Whether you’re at home, in your car, or standing next to your smart fridge, your devices are listening – to an extent (not in the creepy, devious way… but they have to be able to hear you when you wake them up!).
And when you do wake them up to direct them toward a task… Digital assistants like Alexa may well be the first entities you engage with that detect your emotional state, even before those humans around you.
While this may sound somewhat intimidating, awareness of these practices is vital. Because when we think about biomarkers, we think of facial recognition, fingerprint IDs etc. but the sensor-rich devices around us are capable of detecting many more inputs than you might imagine.
As consumers become more cognisant of the technology that is being employed around them, the demand for privacy and data control is likely to escalate.
However, as the understanding of privacy and data control increases, the consumer may well see the benefit in agreeing to ambient data collection as it ushers in a wave of new personalised ecosystems, enabling individuals to have better control over their work life and home life and its alignment with their mental and physical well-being.
There’s an undeniable power in these technologies that, when used responsibly, can benefit users and forward-thinking organisations alike.
Hence, it’s high time we turned our attention to the four key questions:
These key questions provide a grounding to understand what the art of the possible is and why the big players are listening in.
Major manufacturers and service providers such as Google, Facebook, Amazon, Apple, and Samsung are the primary entities collecting and analysing your voice data.
The feelings of the general consumer towards this, are one of suspicion and frustration (maybe even verging on anger) but so many consumer apps ask for microphone access during installation and at this moment in time, most people still don’t really understand what they’re opting into.
The reason that the afore-mentioned businesses are so keenly interested in the data you generate, is because they aim to use it for business expansion and growth.

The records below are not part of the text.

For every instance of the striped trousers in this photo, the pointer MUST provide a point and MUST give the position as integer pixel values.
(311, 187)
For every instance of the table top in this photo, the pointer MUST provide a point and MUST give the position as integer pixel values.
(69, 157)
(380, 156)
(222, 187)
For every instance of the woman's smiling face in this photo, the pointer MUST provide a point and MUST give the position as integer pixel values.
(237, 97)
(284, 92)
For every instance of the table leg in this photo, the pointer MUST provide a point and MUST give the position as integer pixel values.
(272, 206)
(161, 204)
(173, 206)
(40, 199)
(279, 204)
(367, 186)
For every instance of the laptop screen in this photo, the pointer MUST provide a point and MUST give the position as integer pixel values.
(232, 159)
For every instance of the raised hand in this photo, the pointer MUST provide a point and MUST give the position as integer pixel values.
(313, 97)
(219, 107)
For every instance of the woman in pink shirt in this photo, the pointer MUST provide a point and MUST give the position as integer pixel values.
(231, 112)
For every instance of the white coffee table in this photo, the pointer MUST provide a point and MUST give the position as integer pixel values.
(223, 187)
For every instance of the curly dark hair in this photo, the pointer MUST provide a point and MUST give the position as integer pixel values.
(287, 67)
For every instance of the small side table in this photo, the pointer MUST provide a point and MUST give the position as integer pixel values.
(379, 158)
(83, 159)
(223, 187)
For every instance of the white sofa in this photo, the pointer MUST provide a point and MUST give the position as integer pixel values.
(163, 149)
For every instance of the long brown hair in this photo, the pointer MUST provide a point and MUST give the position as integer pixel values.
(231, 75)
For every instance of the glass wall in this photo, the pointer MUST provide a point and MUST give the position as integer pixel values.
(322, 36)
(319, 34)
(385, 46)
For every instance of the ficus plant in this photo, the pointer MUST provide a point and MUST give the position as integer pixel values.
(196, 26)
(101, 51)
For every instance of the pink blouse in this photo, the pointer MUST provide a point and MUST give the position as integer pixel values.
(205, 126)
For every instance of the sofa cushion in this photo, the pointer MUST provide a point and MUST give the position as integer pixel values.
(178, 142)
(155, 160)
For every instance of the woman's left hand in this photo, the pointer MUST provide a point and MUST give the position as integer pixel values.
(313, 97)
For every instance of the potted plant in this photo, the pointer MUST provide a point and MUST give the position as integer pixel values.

But it does beg the question, what exactly is on their listening radar and why are they desperate to hear from you?
Naturally, the focus is primarily driven by market and revenue opportunities. As the largest chunk of Google and Amazon’s revenue originates from advertising, it’s no surprise that marketing takes precedence in the application of voice analytics.
But outside of the primary revenue model of the internet, things are getting interesting…
We would propose an initial hierarchy for the application of voice analytics:
Marketing, then general Well-being, Health and Wealth.
This progression mirrors the potential of the data that can be collected.
It is easy to infer from voice data that someone is in the market to buy something… it is then slightly more difficult to infer if someone is feeling low and could benefit from mindfulness, device breaks etc… then the really nuanced stuff starts to occur. Can we tell if someone is on their way towards an actual health diagnosis from their voice metadata? And could they be heading towards a period of financial vulnerability because of a confluence between mental health and physical health issues?
You can see where we are headed.
The “why” in this equation might seem self-evident now.
Amassing comprehensive data sets on consumers is fundamental to most businesses future growth and competitive edge. The exact parameters that individual organisations may listen in for and measure will only become more intricate as they delve deeper.
While the notion of continuous voice data collection might seem daunting, the intention here isn’t to alarm. Instead, we aim to shed light on how the growth and application of voice biometrics highlight the relevance and vitality of biometric sensors in general for the world of intelligent digital products.